Fragments of memories are brought to the surface by the Blue Danube Waltz, revealing the lesser-known history of the Danube – the Black Sea Canal. While borders between filmmaker and actress become blurry, languages and layers of the past intertwine.
„I don’t know my name. I don’t know my origins. I only have memories of a place. But I don’t know if I ever was there.” Where? Along the course of the Danube in Strauss the Younger’s famous waltz. From Germany, where the actress’ great-grandfather survived the Second World War only to later live in Eastern Berlin, to Romania, to the Danube-Black Sea Canal, where the filmmaker’s great-grandfather was part of the political prisoners subjected to hard labor by the communist regime. Starting from a beloved cliché, “The Blue Danube”, Teona Galgoțiu’s film proposes an anguishing but beautiful exercise of alienation against the great imagined common histories – including cinematic ones – championing, instead, everything that is most immediate in a human connection: touch, play, confession. (Călin Boto)

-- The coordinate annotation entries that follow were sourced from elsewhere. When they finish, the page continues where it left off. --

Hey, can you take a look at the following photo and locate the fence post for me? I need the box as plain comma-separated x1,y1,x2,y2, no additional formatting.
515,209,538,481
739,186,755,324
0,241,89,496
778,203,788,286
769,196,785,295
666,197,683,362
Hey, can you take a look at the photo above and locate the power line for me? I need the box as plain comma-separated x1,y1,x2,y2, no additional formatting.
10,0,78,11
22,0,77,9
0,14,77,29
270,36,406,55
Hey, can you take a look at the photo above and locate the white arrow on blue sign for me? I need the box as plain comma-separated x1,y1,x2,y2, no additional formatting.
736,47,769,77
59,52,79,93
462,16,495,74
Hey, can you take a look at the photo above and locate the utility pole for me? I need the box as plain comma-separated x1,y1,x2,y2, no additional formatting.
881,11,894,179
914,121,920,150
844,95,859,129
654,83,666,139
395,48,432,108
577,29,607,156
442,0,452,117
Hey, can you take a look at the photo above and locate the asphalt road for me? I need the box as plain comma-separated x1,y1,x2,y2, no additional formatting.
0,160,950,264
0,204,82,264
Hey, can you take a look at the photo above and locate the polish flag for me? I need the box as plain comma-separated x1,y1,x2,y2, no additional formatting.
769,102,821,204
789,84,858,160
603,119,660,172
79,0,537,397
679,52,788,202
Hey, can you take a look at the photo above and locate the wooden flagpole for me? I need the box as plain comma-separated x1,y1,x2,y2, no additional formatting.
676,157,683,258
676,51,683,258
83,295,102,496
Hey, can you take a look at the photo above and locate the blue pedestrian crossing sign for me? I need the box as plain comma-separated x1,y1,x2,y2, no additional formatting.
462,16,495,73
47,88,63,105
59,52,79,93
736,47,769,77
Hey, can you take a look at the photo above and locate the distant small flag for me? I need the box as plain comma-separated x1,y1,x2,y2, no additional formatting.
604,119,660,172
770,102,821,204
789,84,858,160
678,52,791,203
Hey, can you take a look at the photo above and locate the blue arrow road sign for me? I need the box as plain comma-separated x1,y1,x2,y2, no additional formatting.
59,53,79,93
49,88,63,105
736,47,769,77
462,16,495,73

Teona Galgoțiu is a Romanian filmmaker and writer, living in Berlin. She is the founder and curator of the interdisciplinary platform Gura Mare, which celebrates literary and visual experiments through publications and screenings. Among its recent initiatives is creating an international dialogue through translating and promoting Romanian art. Teona’s award-winning short films, theatre plays and debut poetry book have been part of festivals around the world, her latest project being the VR installation about the end of the world called Memories of snow, which will premiere at the Theatre of Essen in October 2025. The questions she keeps coming back to, through her work, revolve around tensions between personal and exterior spaces and the extremes of fascination versus discrimination of “the other”.